Top Travel Rewards Cards: Your Guide to Big Redemption Returns

NEW YORK (MainStreet) -- What credit card you carry definitely matters when it comes to scoring free travel. Some cards are literally seven times more generous with their rewards than others, and quite disappointingly, a few cards that you would think had to be lavish are in fact miserly.

That's according to detailed analysis of travel rewards cards by consumer information website NextAdvisor. "The big takeaway of our research: there are large differences among cards," said Erik Larson, president and founder of the company. "You may be able to get a lot more rewards if you use the right card."

For instance: according to NextAdvisor's analysis, one of the worst cards is the Citi (C) Hilton (HLT) HHonors Visa Signature card, which delivers "a really low 34 cent redemption value for flights and a fairly paltry 87 cent hotel value" for each each $100 spent on the card.

Yes, you might have thought that a card associated directly with a travel provider had to be solid. That would be very wrong, because, by NextAdvisor's math, the cards that are in the winners' circle deliver upwards of $2 per $100 spent, not a lousy 34 cents.

Another loser: The Marriott (MAR) Rewards Premier Credit Card which, said NextAdvisor, brings "a value of 47 cents for free hotel stays, and a value of 50 cents for flights," again per $100 spent.

So, what are better choices? That's a hard question because the experts do not agree. Matt Schulz, senior industry analyst at CreditCards.com, cast his vote.

"The best rewards credit card that I always recommend is the Barclaycard (BCS) Arrival Plus World Elite MasterCard," he said. "It gives you double miles on all purchases. You get 40,000 bonus points for signing up, and those can be redeemed for $400 in statement credit to be put toward a travel purchase. You even get 10% miles back whenever you redeem credits. That means that when you redeem for 40,000 miles for a $400 credit, they'll give you 4,000 miles back. Plus, you don't have to worry about blackout dates and other such headaches."

That card also is Larson's top pick. He calculates its payback at $2.20 per $100 spent when rewards are redeemed for travel.
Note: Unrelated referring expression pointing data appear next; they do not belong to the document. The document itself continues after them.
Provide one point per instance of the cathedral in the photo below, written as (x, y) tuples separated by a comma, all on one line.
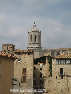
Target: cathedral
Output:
[(34, 70)]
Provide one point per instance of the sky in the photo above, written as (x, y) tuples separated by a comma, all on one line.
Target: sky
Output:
[(52, 17)]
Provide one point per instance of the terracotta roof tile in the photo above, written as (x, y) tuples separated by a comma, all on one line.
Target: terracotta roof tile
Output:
[(2, 53)]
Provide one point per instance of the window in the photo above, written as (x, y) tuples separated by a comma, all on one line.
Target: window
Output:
[(31, 37), (35, 38), (23, 79), (61, 73)]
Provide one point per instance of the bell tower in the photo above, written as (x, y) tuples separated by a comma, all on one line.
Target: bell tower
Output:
[(34, 38)]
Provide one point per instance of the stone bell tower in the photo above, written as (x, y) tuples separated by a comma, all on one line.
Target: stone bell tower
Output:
[(34, 38)]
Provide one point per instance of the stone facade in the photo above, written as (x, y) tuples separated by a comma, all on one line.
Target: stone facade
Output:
[(6, 74)]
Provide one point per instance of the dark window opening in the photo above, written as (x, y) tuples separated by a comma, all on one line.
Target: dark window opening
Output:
[(61, 73)]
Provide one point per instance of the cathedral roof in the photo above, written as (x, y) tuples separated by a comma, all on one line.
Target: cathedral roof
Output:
[(63, 56), (9, 55)]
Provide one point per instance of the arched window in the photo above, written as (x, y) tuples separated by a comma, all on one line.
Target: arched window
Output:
[(31, 37), (35, 38)]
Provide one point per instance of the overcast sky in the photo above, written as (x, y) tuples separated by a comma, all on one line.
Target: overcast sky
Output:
[(53, 18)]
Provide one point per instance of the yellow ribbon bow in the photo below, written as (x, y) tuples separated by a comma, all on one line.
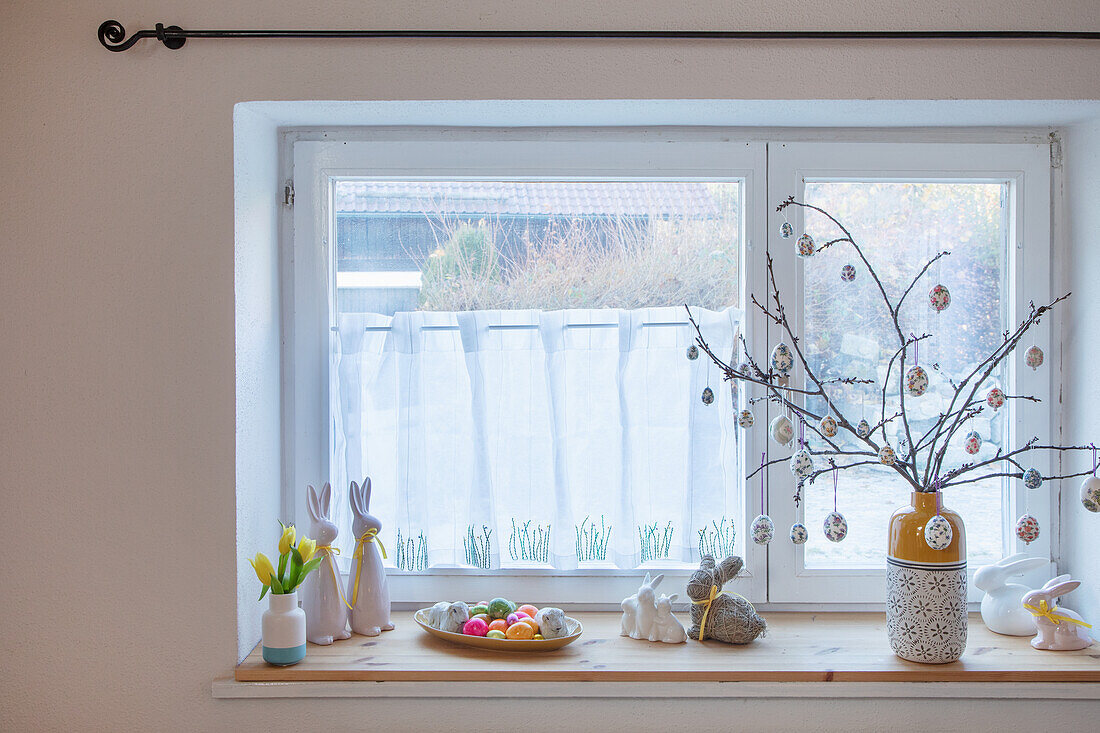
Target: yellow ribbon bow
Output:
[(1049, 613), (369, 536)]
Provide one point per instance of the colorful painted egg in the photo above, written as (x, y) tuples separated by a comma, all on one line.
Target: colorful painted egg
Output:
[(762, 529), (782, 360), (938, 533), (916, 381), (1090, 493), (836, 527), (804, 248), (1034, 357), (746, 419), (802, 463), (939, 297), (781, 429), (1033, 479), (1027, 528)]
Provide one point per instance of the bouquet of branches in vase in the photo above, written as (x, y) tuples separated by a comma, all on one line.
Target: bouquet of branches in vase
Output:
[(926, 584)]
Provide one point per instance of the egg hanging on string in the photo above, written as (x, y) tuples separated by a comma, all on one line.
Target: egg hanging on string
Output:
[(939, 297), (762, 529), (938, 533), (1027, 528), (835, 526)]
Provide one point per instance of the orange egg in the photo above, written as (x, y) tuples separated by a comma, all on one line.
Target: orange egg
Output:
[(519, 630)]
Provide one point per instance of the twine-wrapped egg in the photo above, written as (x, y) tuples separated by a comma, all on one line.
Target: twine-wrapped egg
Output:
[(835, 526), (1027, 528), (939, 297), (1033, 479), (938, 533), (762, 529), (916, 381)]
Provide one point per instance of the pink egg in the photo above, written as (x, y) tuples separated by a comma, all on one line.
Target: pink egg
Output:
[(475, 627)]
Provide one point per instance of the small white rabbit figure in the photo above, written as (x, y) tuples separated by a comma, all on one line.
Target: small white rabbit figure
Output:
[(322, 599), (367, 589), (1002, 606), (1059, 630), (667, 627)]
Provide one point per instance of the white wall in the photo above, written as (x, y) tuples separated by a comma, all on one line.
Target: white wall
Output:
[(117, 310)]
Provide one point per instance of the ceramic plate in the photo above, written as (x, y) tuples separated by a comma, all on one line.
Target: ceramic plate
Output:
[(504, 644)]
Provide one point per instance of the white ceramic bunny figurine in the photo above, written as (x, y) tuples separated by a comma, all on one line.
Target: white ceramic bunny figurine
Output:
[(667, 627), (322, 598), (1059, 630), (367, 590), (1001, 608)]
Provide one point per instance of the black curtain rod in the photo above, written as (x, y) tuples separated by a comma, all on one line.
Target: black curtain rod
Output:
[(113, 36)]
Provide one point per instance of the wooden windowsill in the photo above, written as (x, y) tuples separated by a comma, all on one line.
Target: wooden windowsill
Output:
[(800, 647)]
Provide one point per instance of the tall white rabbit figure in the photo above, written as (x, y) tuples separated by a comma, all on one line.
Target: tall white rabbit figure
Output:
[(367, 590), (1002, 608), (1059, 630), (322, 597)]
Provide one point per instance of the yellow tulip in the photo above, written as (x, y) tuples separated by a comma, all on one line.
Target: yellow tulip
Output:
[(286, 542), (263, 567)]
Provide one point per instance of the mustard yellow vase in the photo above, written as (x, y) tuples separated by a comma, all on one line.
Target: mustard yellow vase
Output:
[(926, 588)]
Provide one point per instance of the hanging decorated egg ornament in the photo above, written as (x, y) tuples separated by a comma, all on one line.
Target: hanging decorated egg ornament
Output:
[(939, 297), (802, 463), (835, 526), (1027, 528), (1034, 357), (762, 529), (938, 533), (916, 381), (804, 248), (782, 360), (1033, 479)]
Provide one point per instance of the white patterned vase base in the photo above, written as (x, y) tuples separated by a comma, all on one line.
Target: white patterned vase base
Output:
[(926, 610)]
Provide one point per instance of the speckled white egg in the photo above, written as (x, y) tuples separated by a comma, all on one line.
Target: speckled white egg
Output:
[(835, 526), (1033, 479), (938, 533), (782, 360), (762, 529), (802, 463), (1034, 357), (1090, 493), (916, 381), (939, 297), (746, 419), (804, 248), (1027, 528), (781, 429)]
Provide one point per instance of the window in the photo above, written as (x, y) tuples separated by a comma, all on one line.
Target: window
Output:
[(490, 324)]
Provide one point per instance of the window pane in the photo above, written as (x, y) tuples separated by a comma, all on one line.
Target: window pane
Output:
[(848, 332)]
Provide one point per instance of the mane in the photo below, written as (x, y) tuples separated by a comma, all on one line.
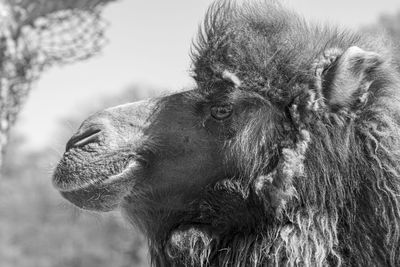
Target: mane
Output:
[(333, 176)]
But Jason Steele, an expert with website CompareCards, said the Barclaycard is good, but "it is not my favorite. You can do better." His pick: American Express (AXP) Starwood (HOT) Preferred, which he called "the best." He explained, "The card's shining factor is its unrestricted allowance of points. Users can transfer their points to airline miles to over 30 different airlines."

NextAdvisor, too, likes the Starwood card, which Larson calculates returns at $1.86 per $100 spent. NextAdvisor elaborated: "It's particularly great for those interested in staying at Starwood hotels, as it offers an amazing $2.30 hotel point value -- the highest hotel redemption value of any card in our study. Starwood hotels include Westin, W, Sheraton, St. Regis and more.

A third solid choice: Chase's (JPM) Sapphire Preferred which, according to NextAdvisor, returns $1.94 per $100 spent. NextAdvisor elaborated, "Chase Sapphire Preferred provides a generous $2.06 hotel value and $1.81 flight value for every $100 spent."

Steele, too, likes the Sapphire card: "a solid 40,000 bonus sign-up points, along with stellar spending points. For every dollar spent on travel or at restaurants, Chase rewards users double points."

The card that may immediately come to mind in this category because of its heavy advertising -- Capital One (COF) Venture Rewards Credit Card -- incidentally scores solidly, according to Larson. He calculates its return at $2 per $100 spent, putting it among the leaders.

NextAdvisor added, "Miles are easy to redeem, and cardholders can book their travel however they'd like and with any airline or hotel they prefer. Plus, unlike many of the the cards offered by other issuers in this analysis, this card is available to those with good (rather than 'excellent') credit."

But then a key question arises. Are travel rewards better than cash back cards such as Discover (DFS), which returns 1% cash back on most purchases and 5% on rotating categories such as restaurants and gasoline? Larson said that cash back cards are a bigger category than travel rewards but, he added, travel rewards are gaining.

Why? Steele suggested that cash back just disappears into the family budget -- but when your travel rewards are translated into a trip, that's magic and it's memorable. "There really is nothing like the allure of a free trip," said Steele.

Just pick the right card to get where you want to go sooner.

This article is commentary by an independent contributor. At the time of publication, the author held no positions in the stocks mentioned.